A Modification of the Kummer's Method for Efficient Computation of the 2-D and 3-D Green's Functions for 1-D Periodic Structures

A new modification of the Kummers method of Mth order for 2 ≤ M ≤ 6 is proposed for efficient summation of the spectral and spatial series representing the 2-D and 3-D Greens functions, respectively, for 1-D periodic structures in homogeneous media. The modification is based on transformation of the auxiliary series consisting of asymptotic terms of the original series and subsequently subtracted from the latter into a new series which, unlike the previous one, allows its summation in closed form. As a result, there are obtained new representations of the Greens functions in question consisting of rapidly converging difference series whose terms decay with rate n-(M + 1) as n → ∞, as well as new rigorous analytic expressions for the sums of the transformed auxiliary series. Some numerical examples and comparisons characterizing the effectiveness of the proposed method are also presented and discussed.
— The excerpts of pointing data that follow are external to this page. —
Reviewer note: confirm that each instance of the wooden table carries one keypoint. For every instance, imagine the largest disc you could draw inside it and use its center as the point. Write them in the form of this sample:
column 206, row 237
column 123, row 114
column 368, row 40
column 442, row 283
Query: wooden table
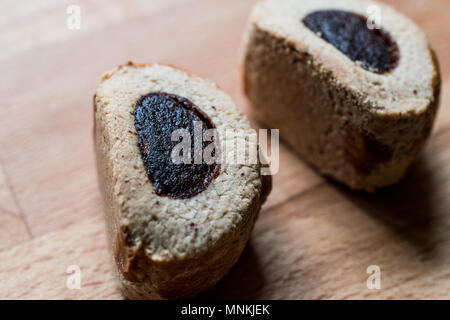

Shaping of flat-topped element patterns in an array of slow-wave strip structures excited by parallel-plate waveguides

A two-dimensional (2-D) model of a corrugated-rod antenna array in the form of an infinite periodic array of finite slow-wave strip structures arranged above the apertures of two-or three-mode parallel-plate waveguides excited by TEM modes is analyzed. The formulated problem is solved by the method of matching the waveguide and Floquet modes on the waveguide apertures in combination with the Galerkin method for calculation of the currents on the strips. The geometrical parameters of the strip structures are optimized for shaping the flat-topped element patterns. It is shown that high quality of the flat-topped patterns in the element spacing range from 0.65 to 1.3 of wavelength is achieved if the excitation of the optimized structures is performed using the second and third reflected waveguide modes returned back to the apertures with the corresponding optimum phases. The presented examples also show that the shape of the obtained patterns keeps well at least in a 10% frequency band.

Analysis of Doubly Periodic Inhomogeneous Dielectric Structures by a Hybrid Projective Method

The problem of plane electromagnetic wave scattering by doubly periodic structures with both homogeneous and inhomogeneous dielectric elements arranged on a homogeneous dielectric substrate is considered. A hybrid projective method involving the method of coupled waves, method of projective matching of fields on the boundaries of partial regions, and one-dimensional finite elements method, is proposed. The method avoids using excessive number of unknown coefficients of expansion taking place in the previous versions. The effectiveness of the method is validated by a few tests including convergence of the results with increasing the number the expansion coefficients and comparison with appropriate data available in literature. The capabilities of homogeneous lossless matching dielectric elements of various shape and some properties of ultra-wideband absorbing structures with pyramidal elements are studied. The potential advantage of using inhomogeneous absorbing elements is also demonstrated.